Questa umiliazione non gli viene senza suo Padre; c'è in essa una dispensa divina, per quanto lo riguarda, ed egli vi si sottomette come tale. Non osa considerarla un insulto personale, non osa pensare dei peccatori come se lo avessero offeso: teme di dover piangere moltissimi coloro che hanno peccato prima e che non si saranno pentiti di queste sensualità prima di arrivare a Corinto.

In 2 Corinzi 5:2 della prima lettera egli riassume la sua condanna del lassismo morale della Chiesa in presenza di tali mali nelle parole: "Voi non 2 Corinzi 5:2 ". Lui stesso non potrà evitare il lutto: il suo cuore si fa pesante dentro di sé mentre pensa a ciò che dovrà vedere fra non molto. Questo, ancora, è lo spirito del vero pastore.

L'ira egoista non ha nulla di guaritore, né l'orgoglio ferito; non spetta a nessun uomo, per quanto buono o devoto, sentirsi in diritto di risentirsi, come un torto personale, quando gli uomini cadono nel peccato. Non ha il diritto di risentirsene, non importa quanto possa aver speso, o quanto liberamente possa aver speso se stesso, per loro; ma è destinato a piangerlo. Egli è tenuto a riconoscere in essa, in quanto egli stesso è libero da responsabilità, una dispensa di Dio destinata a renderlo umile; e in tutta umiltà e amore è tenuto a perorare con i decaduti, non la propria causa, ma quella di Dio.

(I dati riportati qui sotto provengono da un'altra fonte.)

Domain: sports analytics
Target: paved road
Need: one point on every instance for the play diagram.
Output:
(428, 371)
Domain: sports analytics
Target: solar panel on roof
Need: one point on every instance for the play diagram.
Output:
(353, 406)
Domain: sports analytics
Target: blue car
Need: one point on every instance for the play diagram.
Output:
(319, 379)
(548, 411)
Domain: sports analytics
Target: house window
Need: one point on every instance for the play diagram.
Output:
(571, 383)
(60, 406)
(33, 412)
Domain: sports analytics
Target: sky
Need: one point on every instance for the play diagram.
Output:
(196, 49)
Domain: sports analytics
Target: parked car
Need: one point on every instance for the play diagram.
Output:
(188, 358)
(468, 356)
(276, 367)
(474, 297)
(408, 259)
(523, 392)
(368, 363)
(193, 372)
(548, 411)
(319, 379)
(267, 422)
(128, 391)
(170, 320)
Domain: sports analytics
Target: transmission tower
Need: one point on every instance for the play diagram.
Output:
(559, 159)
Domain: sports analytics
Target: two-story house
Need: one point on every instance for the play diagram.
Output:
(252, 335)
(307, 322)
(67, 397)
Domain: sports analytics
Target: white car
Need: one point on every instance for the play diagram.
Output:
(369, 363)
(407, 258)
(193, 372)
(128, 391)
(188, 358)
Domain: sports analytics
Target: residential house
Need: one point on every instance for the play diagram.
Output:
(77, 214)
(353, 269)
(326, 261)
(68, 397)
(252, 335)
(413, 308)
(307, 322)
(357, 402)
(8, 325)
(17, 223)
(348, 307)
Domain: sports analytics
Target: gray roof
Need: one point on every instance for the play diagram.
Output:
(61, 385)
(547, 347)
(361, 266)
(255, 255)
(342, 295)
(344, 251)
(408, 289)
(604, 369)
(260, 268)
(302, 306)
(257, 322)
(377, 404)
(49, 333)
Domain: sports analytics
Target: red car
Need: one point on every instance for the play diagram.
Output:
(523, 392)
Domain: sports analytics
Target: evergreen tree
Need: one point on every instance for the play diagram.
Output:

Questo è lo spirito con cui Paolo affronta i tristi doveri che lo attendono a Corinto, e anche in questo vediamo «i segni dell'apostolo». I due cataloghi dei peccati con cui si chiude questo capitolo ci ricordano, per contrasto, le due grazie caratteristiche del cristianesimo: l'ostinazione o spirito di parte, in tutte le sue forme, si oppone all'amore fraterno, e l'autoindulgenza, in tutte le sue forme, alla purezza personale.

C'è molto in questa Epistola che qualcuno chiamerebbe teologico e trascendente; ma nessuno meglio di Paolo sapeva che, sebbene il cristianesimo debba essere capace di una costruzione intellettuale, non è in sostanza un sistema intellettuale, ma una nuova vita morale. Era profondamente preoccupato, come abbiamo visto più volte, che i Corinzi dovessero pensare correttamente a Cristo e al Vangelo; ma era più che preoccupato, era pieno di dolore, paura e vergogna, quando pensava ai vizi del carattere e della sensualità che prevalevano tra loro.

Questi andavano alla radice del Cristianesimo, e se non potevano essere distrutti, doveva perire. Volgiamo i nostri occhi da loro alla purezza e all'amore che oscurano, e innalziamo i nostri cuori a queste come le cose migliori a cui Dio ci ha chiamati nella comunione di Suo Figlio.